Sommer Godwin, who has worked for Tart’s Strawberry and Produce for 16 years, admitted that, on excruciatingly hot days, someone might catch her without a mask.
"Wearing this mask sometimes in unbearable," Godwin said. "We try to wear them as much as possible, but on the hot days like Monday and Tuesday, it was unbearable, and we didn’t want to pass out. So there would be times that we would take them off."
Wood said everyone has worked hard to make the market safe during the pandemic, from providing vendors with masks and other protective gear to reconfiguring the space to improve traffic patterns.
"There are exceptions [to the mask mandate], and so sometimes, you just have to expect that there may be someone who is not wearing a mask, whether it’s a customer a vendor or an employee," she said.
It isn’t often though, Godwin said, noting that, when she isn’t wearing hers, she’s quickly corrected.

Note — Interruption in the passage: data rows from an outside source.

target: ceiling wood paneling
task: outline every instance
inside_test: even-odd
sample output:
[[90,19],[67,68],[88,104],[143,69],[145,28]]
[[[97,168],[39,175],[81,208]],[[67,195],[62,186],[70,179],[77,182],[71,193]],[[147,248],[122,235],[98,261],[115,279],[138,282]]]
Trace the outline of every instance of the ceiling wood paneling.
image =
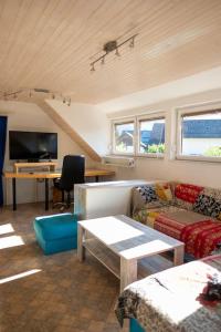
[[[0,0],[0,90],[99,103],[221,65],[220,0]],[[90,62],[103,44],[135,48]]]

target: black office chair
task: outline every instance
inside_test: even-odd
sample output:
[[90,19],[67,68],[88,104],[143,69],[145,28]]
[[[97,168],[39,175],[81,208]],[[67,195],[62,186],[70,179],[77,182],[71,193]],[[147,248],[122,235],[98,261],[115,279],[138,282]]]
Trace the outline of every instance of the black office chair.
[[[84,156],[75,156],[67,155],[64,156],[63,166],[62,166],[62,175],[61,178],[54,180],[54,186],[62,191],[62,203],[55,204],[53,207],[57,205],[62,205],[61,209],[64,207],[70,207],[71,205],[71,191],[76,184],[84,184],[84,173],[85,173],[85,157]],[[64,193],[67,194],[66,203],[64,199]]]

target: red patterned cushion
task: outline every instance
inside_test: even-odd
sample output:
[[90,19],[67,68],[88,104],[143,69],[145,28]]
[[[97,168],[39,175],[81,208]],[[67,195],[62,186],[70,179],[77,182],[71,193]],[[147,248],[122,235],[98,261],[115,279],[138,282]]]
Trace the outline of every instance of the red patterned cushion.
[[189,185],[189,184],[178,184],[175,187],[175,196],[185,201],[194,204],[199,194],[203,190],[203,187]]
[[204,220],[186,226],[180,235],[186,243],[186,252],[196,258],[202,258],[211,253],[221,241],[221,222]]

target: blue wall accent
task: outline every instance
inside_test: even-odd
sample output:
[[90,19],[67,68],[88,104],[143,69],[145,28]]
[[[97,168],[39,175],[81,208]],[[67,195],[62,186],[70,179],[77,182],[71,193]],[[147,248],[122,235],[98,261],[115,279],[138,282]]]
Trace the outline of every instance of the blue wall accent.
[[2,169],[7,141],[7,116],[0,116],[0,206],[3,205]]

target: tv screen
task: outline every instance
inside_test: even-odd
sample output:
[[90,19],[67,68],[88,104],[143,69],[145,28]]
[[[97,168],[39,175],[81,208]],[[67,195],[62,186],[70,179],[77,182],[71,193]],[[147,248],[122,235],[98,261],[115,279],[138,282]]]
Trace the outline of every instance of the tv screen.
[[57,134],[36,132],[9,132],[10,159],[56,159]]

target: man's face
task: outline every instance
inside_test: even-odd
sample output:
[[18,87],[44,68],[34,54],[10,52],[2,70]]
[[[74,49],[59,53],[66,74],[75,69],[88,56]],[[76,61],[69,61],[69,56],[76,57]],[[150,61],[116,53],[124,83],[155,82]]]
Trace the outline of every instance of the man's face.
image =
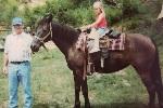
[[23,31],[23,25],[13,25],[13,27],[14,27],[14,31],[17,33],[17,35],[20,35],[20,33],[22,33],[22,31]]

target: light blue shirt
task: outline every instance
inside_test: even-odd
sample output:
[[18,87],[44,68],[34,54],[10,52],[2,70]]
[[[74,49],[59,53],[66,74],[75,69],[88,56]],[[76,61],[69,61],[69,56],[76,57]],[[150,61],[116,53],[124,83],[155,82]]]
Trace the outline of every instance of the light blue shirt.
[[4,44],[4,53],[8,54],[9,62],[30,60],[32,41],[33,41],[32,36],[25,32],[22,32],[21,35],[11,33],[7,36]]

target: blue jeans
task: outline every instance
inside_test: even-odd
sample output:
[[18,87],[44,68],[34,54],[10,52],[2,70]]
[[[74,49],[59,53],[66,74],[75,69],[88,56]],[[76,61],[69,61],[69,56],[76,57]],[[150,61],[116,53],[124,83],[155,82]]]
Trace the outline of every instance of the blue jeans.
[[9,108],[17,108],[17,89],[21,83],[24,90],[24,108],[32,108],[30,63],[9,63]]

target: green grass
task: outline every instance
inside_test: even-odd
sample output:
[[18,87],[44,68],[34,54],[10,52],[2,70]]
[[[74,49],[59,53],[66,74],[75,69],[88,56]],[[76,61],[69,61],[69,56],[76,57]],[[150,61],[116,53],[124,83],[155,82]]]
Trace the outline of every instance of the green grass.
[[[163,52],[160,55],[163,58]],[[0,53],[0,62],[2,63],[2,53]],[[162,59],[161,64],[163,64]],[[58,49],[49,52],[41,50],[33,55],[32,66],[34,108],[72,108],[74,104],[73,73],[67,68],[61,52]],[[143,108],[148,103],[146,89],[131,67],[120,73],[95,73],[88,77],[88,86],[92,108]],[[21,87],[18,97],[18,105],[22,108]],[[84,106],[82,94],[80,99]],[[8,78],[0,73],[0,108],[5,108],[7,103]]]

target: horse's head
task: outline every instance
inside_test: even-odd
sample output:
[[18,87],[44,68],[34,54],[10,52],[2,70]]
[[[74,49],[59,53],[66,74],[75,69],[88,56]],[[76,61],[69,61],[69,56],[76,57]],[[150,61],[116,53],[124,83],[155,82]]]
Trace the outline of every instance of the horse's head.
[[45,42],[49,41],[52,38],[52,15],[48,14],[43,16],[36,28],[36,37],[32,42],[32,51],[38,52],[39,48],[45,46]]

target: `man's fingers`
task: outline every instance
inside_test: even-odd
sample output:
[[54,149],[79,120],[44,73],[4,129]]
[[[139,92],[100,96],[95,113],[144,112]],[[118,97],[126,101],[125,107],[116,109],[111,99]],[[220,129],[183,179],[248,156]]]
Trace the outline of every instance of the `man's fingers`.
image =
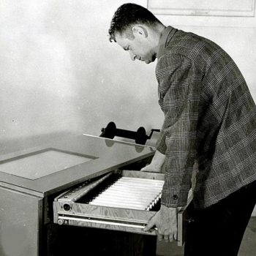
[[150,219],[148,225],[144,227],[144,231],[148,231],[151,228],[152,228],[155,225],[155,222],[154,218]]

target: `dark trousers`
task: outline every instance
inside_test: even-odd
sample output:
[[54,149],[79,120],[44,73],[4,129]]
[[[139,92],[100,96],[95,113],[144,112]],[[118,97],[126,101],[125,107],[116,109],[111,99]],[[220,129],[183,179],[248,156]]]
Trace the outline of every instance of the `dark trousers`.
[[203,210],[192,209],[185,256],[236,256],[256,203],[256,181]]

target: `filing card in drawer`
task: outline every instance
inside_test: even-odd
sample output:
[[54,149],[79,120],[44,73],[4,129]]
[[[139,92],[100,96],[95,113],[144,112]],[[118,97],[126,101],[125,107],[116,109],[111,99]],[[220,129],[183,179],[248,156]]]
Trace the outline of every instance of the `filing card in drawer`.
[[[70,189],[53,202],[54,222],[156,235],[145,232],[159,209],[164,174],[116,170]],[[182,245],[181,209],[178,214],[178,244]]]

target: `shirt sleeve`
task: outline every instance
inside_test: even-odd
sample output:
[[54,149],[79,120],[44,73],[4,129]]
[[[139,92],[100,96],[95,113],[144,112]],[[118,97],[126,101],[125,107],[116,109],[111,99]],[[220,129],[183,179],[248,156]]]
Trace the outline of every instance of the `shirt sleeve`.
[[165,121],[157,149],[165,154],[162,204],[184,206],[191,187],[202,72],[183,56],[164,56],[157,67]]

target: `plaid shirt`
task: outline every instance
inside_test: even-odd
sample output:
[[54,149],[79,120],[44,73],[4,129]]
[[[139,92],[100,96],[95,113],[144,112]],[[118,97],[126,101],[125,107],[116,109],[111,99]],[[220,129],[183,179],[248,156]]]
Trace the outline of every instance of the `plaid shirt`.
[[196,160],[194,203],[206,208],[256,180],[255,104],[234,61],[208,39],[169,26],[157,59],[162,203],[186,204]]

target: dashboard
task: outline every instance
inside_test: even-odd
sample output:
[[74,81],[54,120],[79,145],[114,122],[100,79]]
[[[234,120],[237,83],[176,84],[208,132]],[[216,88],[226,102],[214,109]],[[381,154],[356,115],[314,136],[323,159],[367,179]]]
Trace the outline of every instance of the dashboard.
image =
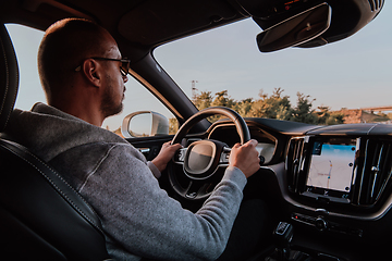
[[[388,257],[392,125],[246,122],[264,159],[246,189],[265,199],[275,222],[294,226],[294,248],[329,258],[319,260]],[[215,123],[208,138],[229,146],[240,140],[225,121]]]

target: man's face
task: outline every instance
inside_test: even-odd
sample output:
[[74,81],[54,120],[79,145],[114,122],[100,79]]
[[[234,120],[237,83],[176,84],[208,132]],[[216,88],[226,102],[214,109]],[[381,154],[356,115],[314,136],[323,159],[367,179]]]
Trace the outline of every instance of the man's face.
[[[111,38],[111,39],[110,39]],[[105,58],[121,59],[120,50],[112,37],[108,40],[108,52]],[[102,63],[103,64],[103,63]],[[105,85],[101,95],[100,110],[105,117],[115,115],[123,109],[123,100],[125,92],[125,83],[127,76],[121,74],[121,62],[119,61],[105,61]]]

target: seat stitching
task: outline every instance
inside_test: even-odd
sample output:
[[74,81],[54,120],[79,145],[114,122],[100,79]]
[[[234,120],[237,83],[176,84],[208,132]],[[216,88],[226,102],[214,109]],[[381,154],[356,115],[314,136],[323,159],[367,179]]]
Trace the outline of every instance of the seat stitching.
[[[36,165],[34,165],[33,163],[30,163],[28,160],[26,160],[26,159],[20,157],[19,154],[16,154],[12,149],[7,148],[7,147],[5,147],[5,149],[8,149],[9,151],[11,151],[11,152],[14,153],[15,156],[17,156],[19,158],[21,158],[21,159],[24,160],[25,162],[27,162],[29,165],[32,165],[34,169],[36,169],[39,173],[41,173],[41,175],[45,176],[45,178],[46,178],[87,221],[89,221],[89,223],[91,223],[98,231],[100,231],[100,232],[105,235],[103,231],[102,231],[99,226],[97,226],[97,225],[95,224],[95,222],[94,222],[91,219],[89,219],[89,217],[56,185],[56,183],[54,183],[53,181],[50,179],[49,176],[47,176],[42,171],[40,171]],[[37,158],[35,154],[30,153],[29,151],[26,151],[26,152],[27,152],[29,156],[34,157],[36,160],[38,160],[40,163],[42,163],[45,166],[47,166],[49,170],[51,170],[61,181],[64,182],[64,184],[65,184],[69,188],[71,188],[73,191],[75,191],[75,195],[76,195],[78,198],[81,198],[81,199],[88,206],[88,203],[86,202],[86,200],[85,200],[83,197],[81,197],[81,196],[76,192],[76,190],[75,190],[73,187],[71,187],[53,169],[51,169],[48,164],[46,164],[44,161],[41,161],[41,160],[40,160],[39,158]],[[91,211],[97,215],[97,213],[95,212],[95,210],[94,210],[93,208],[90,208],[90,209],[91,209]],[[97,215],[97,216],[98,216],[98,215]]]

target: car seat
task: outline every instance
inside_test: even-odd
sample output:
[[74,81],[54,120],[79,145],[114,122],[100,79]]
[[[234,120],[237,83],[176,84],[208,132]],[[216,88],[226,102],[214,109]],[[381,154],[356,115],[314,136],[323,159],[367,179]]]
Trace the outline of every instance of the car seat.
[[[19,69],[0,23],[0,133],[13,110]],[[0,138],[0,249],[13,260],[108,260],[94,210],[46,162]]]

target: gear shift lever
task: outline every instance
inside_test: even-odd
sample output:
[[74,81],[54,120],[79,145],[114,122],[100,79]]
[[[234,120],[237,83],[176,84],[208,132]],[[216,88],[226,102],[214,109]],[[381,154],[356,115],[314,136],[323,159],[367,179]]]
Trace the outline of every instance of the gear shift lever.
[[273,232],[277,241],[277,252],[279,260],[286,261],[290,259],[290,243],[293,239],[293,225],[286,222],[280,222]]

"We don’t want to lose customers, and we don’t want the market to lose customers because we aren’t wearing them," she said. "The times we don’t have a mask on people get very angry with you."
Gov. Roy Cooper said Tuesday that the state would provide 900,000 masks and other protective gear for farm workers, many of whom live in communal housing, in the coming weeks to help limit the spread of the virus as crops are harvested this summer.